Texas Roadhouse reported net income of $19.5 million in Q4. This was down from $42.7 million and 61 cents, respectively, in the year-ago period. Revenue declined 12 percent to $637.9 million from $752.2 million.
Same-store sales declined 8.9 percent at company stores and 11.2 percent at franchises—among the best in the category during the COVID crisis.
Texas Roadhouse, in the 2019 American Customer Satisfaction Index, ranked atop the casual-dining list, along with Olive Garden, as America’s favorite casual chain.

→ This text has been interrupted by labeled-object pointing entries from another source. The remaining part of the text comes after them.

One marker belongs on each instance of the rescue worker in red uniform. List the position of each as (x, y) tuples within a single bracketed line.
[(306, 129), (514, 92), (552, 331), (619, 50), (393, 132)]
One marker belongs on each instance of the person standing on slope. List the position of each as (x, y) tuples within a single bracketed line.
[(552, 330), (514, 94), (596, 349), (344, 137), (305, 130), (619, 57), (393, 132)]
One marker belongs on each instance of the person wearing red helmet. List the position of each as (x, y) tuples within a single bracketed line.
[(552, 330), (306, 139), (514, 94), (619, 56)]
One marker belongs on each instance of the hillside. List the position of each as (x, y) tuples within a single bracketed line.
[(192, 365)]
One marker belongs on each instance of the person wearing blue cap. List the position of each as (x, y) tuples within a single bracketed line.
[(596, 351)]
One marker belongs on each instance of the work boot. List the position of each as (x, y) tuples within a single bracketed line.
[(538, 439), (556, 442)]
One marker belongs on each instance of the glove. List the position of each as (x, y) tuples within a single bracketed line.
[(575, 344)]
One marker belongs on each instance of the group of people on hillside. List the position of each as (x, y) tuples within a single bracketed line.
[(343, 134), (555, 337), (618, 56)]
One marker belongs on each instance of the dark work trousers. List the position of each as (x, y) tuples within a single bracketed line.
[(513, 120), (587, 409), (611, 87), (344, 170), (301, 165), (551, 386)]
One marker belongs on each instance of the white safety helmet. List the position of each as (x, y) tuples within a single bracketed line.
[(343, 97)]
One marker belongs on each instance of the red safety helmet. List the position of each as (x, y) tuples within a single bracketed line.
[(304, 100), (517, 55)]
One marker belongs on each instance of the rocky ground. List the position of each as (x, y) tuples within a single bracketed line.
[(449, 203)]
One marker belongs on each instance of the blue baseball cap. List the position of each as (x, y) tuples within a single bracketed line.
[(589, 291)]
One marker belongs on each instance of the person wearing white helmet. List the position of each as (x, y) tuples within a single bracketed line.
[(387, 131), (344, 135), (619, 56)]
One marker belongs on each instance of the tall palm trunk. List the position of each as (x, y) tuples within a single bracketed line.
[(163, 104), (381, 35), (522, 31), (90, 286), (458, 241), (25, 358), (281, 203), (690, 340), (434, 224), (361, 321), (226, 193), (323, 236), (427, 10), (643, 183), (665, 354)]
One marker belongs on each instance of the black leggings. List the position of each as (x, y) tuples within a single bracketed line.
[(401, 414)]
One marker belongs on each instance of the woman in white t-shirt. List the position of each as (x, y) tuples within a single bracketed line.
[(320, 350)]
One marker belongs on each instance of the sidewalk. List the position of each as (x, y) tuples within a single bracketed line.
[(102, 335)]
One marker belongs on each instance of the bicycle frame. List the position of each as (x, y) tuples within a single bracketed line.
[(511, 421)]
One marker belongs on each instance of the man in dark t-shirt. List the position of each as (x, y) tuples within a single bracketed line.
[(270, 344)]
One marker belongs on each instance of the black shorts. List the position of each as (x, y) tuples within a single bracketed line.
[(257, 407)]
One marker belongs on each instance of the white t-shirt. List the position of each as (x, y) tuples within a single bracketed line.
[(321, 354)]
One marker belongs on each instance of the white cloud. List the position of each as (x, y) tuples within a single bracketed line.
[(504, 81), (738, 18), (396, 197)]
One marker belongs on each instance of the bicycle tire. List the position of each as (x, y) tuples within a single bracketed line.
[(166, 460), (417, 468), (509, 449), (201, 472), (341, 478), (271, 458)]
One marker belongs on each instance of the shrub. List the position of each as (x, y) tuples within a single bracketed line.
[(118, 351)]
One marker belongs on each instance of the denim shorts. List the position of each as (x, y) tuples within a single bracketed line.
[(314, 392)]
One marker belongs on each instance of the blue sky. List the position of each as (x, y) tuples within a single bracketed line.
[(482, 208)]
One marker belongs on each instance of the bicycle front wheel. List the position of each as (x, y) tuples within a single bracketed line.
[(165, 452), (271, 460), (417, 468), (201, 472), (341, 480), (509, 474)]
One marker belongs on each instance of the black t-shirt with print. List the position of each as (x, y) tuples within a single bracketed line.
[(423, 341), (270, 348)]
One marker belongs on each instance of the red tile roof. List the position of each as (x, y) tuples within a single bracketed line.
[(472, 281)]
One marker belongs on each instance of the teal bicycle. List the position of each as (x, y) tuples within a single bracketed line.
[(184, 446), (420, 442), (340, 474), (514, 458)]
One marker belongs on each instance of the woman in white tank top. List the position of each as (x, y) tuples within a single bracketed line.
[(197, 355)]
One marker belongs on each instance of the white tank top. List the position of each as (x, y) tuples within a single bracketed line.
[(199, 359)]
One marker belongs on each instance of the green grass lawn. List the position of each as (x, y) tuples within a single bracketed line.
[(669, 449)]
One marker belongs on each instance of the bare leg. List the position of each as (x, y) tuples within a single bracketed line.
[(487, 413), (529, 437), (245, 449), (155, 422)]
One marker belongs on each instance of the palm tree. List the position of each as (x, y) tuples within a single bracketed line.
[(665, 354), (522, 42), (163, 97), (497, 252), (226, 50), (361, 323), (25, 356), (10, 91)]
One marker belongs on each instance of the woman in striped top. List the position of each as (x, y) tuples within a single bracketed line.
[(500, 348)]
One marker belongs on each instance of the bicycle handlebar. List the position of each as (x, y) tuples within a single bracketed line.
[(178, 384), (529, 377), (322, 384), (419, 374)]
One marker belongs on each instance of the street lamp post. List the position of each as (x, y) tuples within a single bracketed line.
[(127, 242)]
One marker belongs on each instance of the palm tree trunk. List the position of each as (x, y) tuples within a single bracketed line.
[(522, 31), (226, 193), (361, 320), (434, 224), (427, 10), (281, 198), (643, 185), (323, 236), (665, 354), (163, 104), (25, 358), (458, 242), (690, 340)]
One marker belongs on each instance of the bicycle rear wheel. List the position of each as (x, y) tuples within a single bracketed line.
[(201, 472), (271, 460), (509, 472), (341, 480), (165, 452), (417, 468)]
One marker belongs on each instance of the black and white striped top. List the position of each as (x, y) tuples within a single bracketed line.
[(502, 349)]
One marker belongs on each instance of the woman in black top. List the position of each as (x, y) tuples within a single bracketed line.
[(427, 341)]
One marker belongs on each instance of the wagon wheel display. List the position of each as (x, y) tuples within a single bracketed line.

Texas Roadhouse began the pandemic with very little off-premises sales. In the week ending March 3, Texas Roadhouse units averaged weekly sales of $118,512. Of that, only $9,115 came outside from off-premises. By March 24, those numbers were $29,432 and $25,938, respectively. And then the shift arrived. Within just a week, Texas Roadhouse jolted to-go sales to $41,892, a number that would rise into the high $50,000, low $60,000 range in late April.
Moving to recent times, stores with limited capacity averaged more than $108,000 for the first seven weeks of fiscal 2021. And for restaurants with open dining rooms, to-go averaged just over $25,000 per week, or roughly 23 percent of sales, during that stretch.
Restaurants with 75 percent and above were averaging slightly under $23,000 per week (20 percent of total sales).
Texas Roadhouse has grown to 503 corporate restaurants and 69 franchises (there’s another 28 internationally). There are also 31 Bubba’s 33 and three Jaggers.
The company announced Friday that Jerry Morgan, who assumed the president role in December, would also take on CEO duties, effective immediately.
Morgan is a 23-year veteran of Texas Roadhouse. He began his career with the brand in 1997 as managing partner of its first Texas restaurant. He earned Texas Roadhouse’s Managing Partner of the Year distinction in 2001 and was promoted to Market Partner later that year. Morgan was promoted to Regional Marker Partner in 2015. He previously worked at Bennigan’s and Burger King.
“While you never expect the loss of such a visionary as Kent, our succession plan, which Kent led, gives us great confidence. Jerry’s operational background and 20-plus years of Texas Roadhouse experience will be key in helping the Company and Roadies move forward after such a tragic loss,” Moore said.